Evaluation Criteria: The relative evaluation of a katamnesis situation, as in comparison to the start situation, as "better" or "worse," can only be done in an external evaluation in the limiting sense for many items if in the course of study and at both measuring times it was evaluated with the same analysis instrument and with the same criteria, which as we showed, only happened in very few follow-up studies. But there are also many items that can be quantified retrospectivly, especially with good documentation, in a reliable form in "more" or "less." (for example, the number of stationary psychiatric admissions; suicidal attempts; length of partnerships; length of unemployment; income, etc.). If absolute evaluations such as "good" or "bad," are used, the roof and bottom effects are to be regarded. We mean to say that a person cannot essentially better an item evaluated as good and cannot extensively worsen an item evaluated as bad (comp. Simona-Politta, 1983).

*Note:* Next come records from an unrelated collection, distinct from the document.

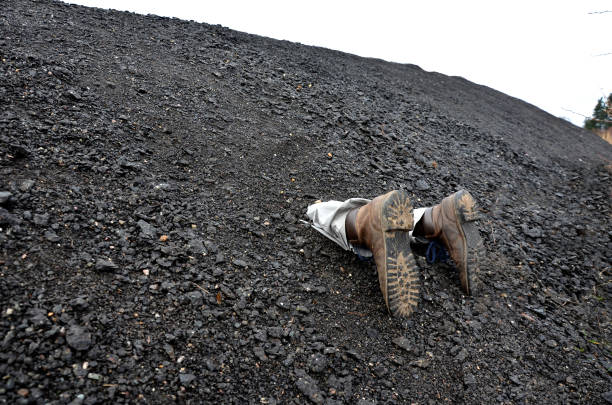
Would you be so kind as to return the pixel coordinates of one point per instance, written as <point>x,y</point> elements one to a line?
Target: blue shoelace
<point>437,253</point>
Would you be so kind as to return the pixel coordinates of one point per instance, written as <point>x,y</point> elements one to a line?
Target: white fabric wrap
<point>329,218</point>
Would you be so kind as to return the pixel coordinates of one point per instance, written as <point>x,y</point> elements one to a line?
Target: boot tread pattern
<point>466,209</point>
<point>403,285</point>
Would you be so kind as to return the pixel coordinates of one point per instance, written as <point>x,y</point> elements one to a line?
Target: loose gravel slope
<point>153,175</point>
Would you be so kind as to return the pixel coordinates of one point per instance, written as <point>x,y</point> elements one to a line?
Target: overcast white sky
<point>556,55</point>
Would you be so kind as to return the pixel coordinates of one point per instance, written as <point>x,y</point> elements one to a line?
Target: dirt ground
<point>153,175</point>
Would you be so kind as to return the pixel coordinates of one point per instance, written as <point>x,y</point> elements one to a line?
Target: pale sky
<point>556,55</point>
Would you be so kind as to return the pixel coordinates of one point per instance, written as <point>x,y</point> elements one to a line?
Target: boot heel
<point>466,207</point>
<point>396,212</point>
<point>474,249</point>
<point>402,278</point>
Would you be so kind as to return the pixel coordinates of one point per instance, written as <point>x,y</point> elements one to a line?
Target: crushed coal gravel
<point>153,175</point>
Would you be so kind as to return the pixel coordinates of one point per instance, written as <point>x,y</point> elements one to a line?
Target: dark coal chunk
<point>147,230</point>
<point>309,388</point>
<point>78,338</point>
<point>105,265</point>
<point>5,196</point>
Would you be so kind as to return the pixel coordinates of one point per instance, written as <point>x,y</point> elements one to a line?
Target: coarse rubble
<point>153,175</point>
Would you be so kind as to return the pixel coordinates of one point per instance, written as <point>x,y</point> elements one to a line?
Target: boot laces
<point>436,253</point>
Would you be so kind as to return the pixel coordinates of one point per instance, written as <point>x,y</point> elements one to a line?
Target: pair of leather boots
<point>384,226</point>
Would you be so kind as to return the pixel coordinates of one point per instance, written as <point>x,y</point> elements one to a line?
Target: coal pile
<point>153,175</point>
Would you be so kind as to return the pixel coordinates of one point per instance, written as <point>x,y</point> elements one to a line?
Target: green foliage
<point>602,115</point>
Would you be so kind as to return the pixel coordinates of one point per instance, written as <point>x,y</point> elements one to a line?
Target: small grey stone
<point>551,343</point>
<point>195,297</point>
<point>186,378</point>
<point>402,342</point>
<point>422,185</point>
<point>6,218</point>
<point>259,352</point>
<point>240,263</point>
<point>220,258</point>
<point>283,302</point>
<point>317,362</point>
<point>26,185</point>
<point>51,236</point>
<point>469,379</point>
<point>461,355</point>
<point>41,219</point>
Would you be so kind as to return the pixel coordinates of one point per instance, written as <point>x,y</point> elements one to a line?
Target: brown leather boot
<point>452,222</point>
<point>383,226</point>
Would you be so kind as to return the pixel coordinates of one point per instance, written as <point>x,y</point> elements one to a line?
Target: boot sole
<point>403,285</point>
<point>467,215</point>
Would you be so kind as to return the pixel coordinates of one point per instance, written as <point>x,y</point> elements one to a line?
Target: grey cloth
<point>329,217</point>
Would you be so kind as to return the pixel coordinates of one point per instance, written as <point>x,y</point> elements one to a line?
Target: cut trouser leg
<point>380,228</point>
<point>329,219</point>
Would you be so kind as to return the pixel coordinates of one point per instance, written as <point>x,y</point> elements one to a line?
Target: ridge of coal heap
<point>153,174</point>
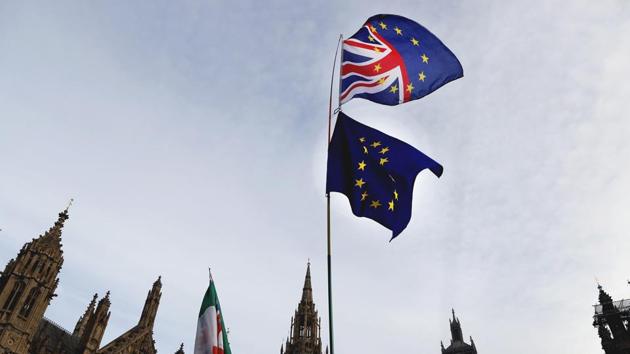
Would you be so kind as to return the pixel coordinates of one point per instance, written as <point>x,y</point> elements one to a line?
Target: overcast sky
<point>192,134</point>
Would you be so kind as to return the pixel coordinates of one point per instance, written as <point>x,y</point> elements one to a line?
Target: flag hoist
<point>390,60</point>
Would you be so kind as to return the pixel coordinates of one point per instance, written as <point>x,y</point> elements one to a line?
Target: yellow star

To standardize the evaluation criteria, a few authors have developed a scaling system that we refer to extensively in the respective follow-up study in section 3 (Hastings, 1974; Laub & Fisk, 1974; Wålinder & Thuwe, 1975; Meyer & Reter, 1979; Hunt & Hampson, 1980 b; Lundström, 1981; Lindemalm et al., 1984; Fahrner et al, 1987; Dudle, 1989; Pfäfflin & Junge, 1990). Predecessors of the first scaling system by Hastings (1974) that highlighted the four areas of economic, sexual, social and mental well-being as the most important areas for the evaluation were the evaluation criteria by Benjamin (1964 a), Randell (1969) as well as Money & Ehrhardt (1970). The system used by Meyer & Reter (1979) is hardly convincing. The point-rated evaluation system developed by Hastings (1974) was used by Steiner (1976) and -- in altered form -- by Laub & Fisk (1974); Junge (1987); Pfäfflin & Junge (1990) and others. Frequently used was the scale by Hunt & Hampson (1988) that proved to be test-statistical reliable and measured by the MMPI as valid. It was used by many later follow-up studies with or without variation, resp., additions.